Food is an important sensual vehicle used in films.

Did you cringe watching Rocky down raw egg yolks, or Buddy the Elf dousing his spaghetti with maple syrup? If you’re honest, were you left with some form of emotional trauma after watching Miss Trunchbull force poor Bruce to eat that entire chocolate cake? Far from something to flesh out a scene or give characters something to do with idle hands, food is a subtle yet invaluable tool for filmmakers. Food is the medium through which feelings are given a flavour and through which the world of the audience merges with the world on-screen, anchoring even the most fantastic plot in reality.
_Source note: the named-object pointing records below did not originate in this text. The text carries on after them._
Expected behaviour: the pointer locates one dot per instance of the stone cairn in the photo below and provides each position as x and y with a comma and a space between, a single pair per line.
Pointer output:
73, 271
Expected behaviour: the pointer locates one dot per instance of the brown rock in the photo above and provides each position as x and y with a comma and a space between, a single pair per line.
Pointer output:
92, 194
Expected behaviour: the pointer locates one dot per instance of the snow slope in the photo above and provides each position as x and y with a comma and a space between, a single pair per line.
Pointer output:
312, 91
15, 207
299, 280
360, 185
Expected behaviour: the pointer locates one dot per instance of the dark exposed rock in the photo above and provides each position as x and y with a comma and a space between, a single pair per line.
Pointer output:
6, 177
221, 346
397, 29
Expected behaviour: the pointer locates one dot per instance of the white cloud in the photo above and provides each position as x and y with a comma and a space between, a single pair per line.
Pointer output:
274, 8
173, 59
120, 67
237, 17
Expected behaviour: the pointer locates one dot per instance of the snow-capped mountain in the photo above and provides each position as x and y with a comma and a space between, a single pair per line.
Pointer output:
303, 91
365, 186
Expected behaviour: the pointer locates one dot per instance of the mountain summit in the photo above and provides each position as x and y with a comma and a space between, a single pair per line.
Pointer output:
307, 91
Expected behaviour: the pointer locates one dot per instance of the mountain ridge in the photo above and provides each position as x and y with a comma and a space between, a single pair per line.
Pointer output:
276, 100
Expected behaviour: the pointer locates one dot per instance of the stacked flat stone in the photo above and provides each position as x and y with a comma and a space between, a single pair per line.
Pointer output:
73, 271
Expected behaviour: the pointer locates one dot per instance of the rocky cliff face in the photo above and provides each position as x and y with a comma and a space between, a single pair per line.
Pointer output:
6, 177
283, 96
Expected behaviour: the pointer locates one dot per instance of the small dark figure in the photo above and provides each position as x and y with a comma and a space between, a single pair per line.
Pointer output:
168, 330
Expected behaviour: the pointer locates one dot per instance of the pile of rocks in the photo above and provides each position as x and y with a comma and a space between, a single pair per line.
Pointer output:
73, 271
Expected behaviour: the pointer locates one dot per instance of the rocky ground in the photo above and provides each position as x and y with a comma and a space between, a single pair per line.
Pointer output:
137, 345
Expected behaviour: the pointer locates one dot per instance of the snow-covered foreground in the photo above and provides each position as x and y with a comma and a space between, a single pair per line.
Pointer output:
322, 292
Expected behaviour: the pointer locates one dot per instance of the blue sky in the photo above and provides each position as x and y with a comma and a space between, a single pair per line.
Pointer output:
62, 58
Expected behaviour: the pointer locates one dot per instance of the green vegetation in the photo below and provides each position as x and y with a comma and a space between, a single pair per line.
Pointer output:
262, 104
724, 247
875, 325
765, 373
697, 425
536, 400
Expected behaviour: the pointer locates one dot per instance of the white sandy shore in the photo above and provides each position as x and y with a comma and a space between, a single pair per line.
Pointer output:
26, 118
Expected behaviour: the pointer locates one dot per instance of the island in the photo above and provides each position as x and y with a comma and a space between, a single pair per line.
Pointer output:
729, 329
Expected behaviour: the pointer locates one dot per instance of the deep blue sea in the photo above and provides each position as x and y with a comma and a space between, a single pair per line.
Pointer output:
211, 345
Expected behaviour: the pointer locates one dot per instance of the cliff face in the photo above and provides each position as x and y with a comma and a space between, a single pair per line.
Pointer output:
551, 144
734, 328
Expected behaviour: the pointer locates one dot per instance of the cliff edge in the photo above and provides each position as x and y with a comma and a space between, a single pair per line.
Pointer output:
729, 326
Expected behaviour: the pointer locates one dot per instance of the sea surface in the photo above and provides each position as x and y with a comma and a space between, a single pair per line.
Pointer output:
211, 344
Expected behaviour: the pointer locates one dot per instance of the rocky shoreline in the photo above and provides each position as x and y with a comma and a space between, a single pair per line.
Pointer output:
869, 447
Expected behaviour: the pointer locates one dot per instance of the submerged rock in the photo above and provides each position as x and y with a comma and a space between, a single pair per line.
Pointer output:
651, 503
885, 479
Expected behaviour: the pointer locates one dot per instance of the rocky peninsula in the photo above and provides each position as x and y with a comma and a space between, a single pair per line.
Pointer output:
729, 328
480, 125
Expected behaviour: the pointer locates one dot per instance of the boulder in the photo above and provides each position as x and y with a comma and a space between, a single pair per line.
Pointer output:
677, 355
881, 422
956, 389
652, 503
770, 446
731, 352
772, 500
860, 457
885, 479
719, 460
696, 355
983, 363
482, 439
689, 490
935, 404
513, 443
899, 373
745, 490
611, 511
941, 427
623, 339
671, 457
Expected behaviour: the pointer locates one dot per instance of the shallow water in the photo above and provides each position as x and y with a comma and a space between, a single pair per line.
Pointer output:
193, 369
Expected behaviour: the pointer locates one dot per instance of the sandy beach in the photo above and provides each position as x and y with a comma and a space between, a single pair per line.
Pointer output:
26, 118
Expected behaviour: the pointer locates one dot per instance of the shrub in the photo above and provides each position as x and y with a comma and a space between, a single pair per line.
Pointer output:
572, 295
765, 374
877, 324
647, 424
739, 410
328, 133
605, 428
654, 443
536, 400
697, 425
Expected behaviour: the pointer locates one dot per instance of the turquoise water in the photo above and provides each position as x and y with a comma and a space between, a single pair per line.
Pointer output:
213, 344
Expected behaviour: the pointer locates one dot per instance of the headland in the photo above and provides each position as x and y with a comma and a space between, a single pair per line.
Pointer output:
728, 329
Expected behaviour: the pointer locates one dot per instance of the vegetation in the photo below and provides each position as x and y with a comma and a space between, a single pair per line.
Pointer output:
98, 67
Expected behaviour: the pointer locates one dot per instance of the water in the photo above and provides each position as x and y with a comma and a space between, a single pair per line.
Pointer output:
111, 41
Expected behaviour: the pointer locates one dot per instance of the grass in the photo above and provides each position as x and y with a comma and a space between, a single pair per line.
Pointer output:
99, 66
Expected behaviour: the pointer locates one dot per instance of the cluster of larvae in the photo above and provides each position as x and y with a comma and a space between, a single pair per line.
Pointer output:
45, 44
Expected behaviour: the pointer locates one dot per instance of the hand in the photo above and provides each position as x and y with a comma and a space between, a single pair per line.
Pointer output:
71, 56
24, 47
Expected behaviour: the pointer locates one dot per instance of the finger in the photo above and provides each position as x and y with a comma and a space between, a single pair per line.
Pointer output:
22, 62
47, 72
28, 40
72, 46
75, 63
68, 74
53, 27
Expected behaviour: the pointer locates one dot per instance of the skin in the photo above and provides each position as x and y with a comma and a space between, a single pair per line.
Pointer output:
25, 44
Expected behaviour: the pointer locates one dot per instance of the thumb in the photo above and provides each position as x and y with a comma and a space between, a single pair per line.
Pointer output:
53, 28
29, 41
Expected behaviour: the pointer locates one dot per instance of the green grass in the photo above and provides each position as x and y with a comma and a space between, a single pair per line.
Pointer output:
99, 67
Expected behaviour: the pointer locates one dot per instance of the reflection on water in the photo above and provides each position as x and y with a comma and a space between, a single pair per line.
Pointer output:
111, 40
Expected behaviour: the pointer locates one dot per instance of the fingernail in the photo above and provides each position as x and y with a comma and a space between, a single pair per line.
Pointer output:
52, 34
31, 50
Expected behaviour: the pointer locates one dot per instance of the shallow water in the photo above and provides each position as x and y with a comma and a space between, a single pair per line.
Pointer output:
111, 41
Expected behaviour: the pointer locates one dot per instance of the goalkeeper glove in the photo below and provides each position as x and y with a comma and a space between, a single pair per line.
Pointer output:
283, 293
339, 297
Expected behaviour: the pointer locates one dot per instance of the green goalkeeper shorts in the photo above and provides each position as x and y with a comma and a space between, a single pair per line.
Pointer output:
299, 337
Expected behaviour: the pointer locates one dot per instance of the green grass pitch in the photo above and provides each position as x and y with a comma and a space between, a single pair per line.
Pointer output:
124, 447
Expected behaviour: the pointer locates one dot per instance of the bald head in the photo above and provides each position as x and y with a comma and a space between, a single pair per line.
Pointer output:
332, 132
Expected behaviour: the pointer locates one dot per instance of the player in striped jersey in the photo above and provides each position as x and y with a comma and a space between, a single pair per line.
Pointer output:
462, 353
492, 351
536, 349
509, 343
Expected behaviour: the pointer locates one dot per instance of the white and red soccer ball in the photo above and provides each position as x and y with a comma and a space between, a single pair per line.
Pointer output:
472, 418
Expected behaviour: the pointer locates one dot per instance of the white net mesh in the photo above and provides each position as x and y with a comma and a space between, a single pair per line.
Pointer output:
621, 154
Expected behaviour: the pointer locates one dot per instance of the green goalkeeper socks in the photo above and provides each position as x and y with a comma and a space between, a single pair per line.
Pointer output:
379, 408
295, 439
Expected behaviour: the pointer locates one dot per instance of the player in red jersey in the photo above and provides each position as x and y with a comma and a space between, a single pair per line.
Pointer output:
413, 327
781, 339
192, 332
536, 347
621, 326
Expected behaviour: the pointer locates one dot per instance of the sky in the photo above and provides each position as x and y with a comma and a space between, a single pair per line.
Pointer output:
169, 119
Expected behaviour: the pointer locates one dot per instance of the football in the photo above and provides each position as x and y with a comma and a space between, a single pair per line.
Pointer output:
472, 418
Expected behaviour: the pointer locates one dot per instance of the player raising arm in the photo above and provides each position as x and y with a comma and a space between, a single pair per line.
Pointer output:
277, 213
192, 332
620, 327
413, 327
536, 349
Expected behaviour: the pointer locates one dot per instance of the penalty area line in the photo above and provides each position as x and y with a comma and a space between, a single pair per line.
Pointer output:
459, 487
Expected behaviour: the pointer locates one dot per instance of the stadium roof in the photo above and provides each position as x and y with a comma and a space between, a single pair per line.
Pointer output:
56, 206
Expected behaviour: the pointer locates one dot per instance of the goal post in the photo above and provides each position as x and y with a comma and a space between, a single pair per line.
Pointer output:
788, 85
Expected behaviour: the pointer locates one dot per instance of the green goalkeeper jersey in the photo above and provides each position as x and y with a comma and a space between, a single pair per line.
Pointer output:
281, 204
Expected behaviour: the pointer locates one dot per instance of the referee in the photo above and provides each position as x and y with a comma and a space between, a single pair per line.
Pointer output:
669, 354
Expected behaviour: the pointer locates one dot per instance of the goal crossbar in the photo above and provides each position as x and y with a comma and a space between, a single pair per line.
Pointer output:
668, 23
The power of food to evoke feeling is well known. We all have a dish that takes us back; back to our childhood, a specific time or a specific place. For me, fish pie with ketchup reminds me of my Grandma, and slightly charred chipolatas, mashed potato and Bisto powder gravy instantly makes me think of Dad. Some of our most powerful memories revolve around food, and it’s the same on-screen. When Anton Ego took a bite of Remy’s ratatouille he was transported back to his childhood, his icy heart is melted and the audience can forgive him for being such a snob, and in Gilmore Girls, pop-tarts take Lorelai back in time to her rebellious teenage years. Characters’ personal connections to food injects emotion and humanity into them, allowing the audience to relate and immerse themselves further into their world.

Aside from the actual substance itself, food has an inherently social aspect to it. The dinner table can be set with tension, intimacy, even loneliness (the trope of a single woman coming home to an empty house, tucking in to a microwave meal is all too familiar). That famous scene in Lady and the Tramp (1955) both pulls on the heart-strings and is testament to the unifying potential of a shared meal. Barry Jenkins’ Moonlight (2016) is genius in the way it exploits food’s emotive potential. After drug-dealer Juan rescues ‘Little’ from bullies at a crackhouse, food is central to the development of their relationship. Juan and his girlfriend, Teresa, nourish Little with huge plates of food, eventually establishing enough trust for him to reveal his name is Chiron. Later in the film Chiron, now a young man, reunites with Kevin, his childhood romance. Again the dinner table becomes a bridge between the characters. Kevin prepares dinner for Chiron, and the cinematography of the cooking scene – shot in slow motion and set to a score – emphasises the love being poured in to the meal. When Chiron is hesitant to share any personal details of his life since they last met, Kevin says, “You know the deal: your ass eat, your ass speak”. Food, as well as an essential of life, becomes a vehicle of meaning, of underlying but intense emotion.

There are innumerable other ways food is used in film. In one of my favourites, The Hundred Foot Journey (2014), food’s centrality to culture is highlighted with the gulf between the two cuisines mirroring the the gulf between the two cultures. In Psycho, Norman watched on as Marion eats alone upon her arrival at Bates Motel, giving the scene an uncomfortable and ambiguous tone, hinting at what’s to come. And, who could forget Quentin Tarantino’s brilliant juxtaposition of aesthetic, nourishing food with intense, destructive violence. Often presented (intentionally) as insignificant, food gives film an emotional, and meaningful, core.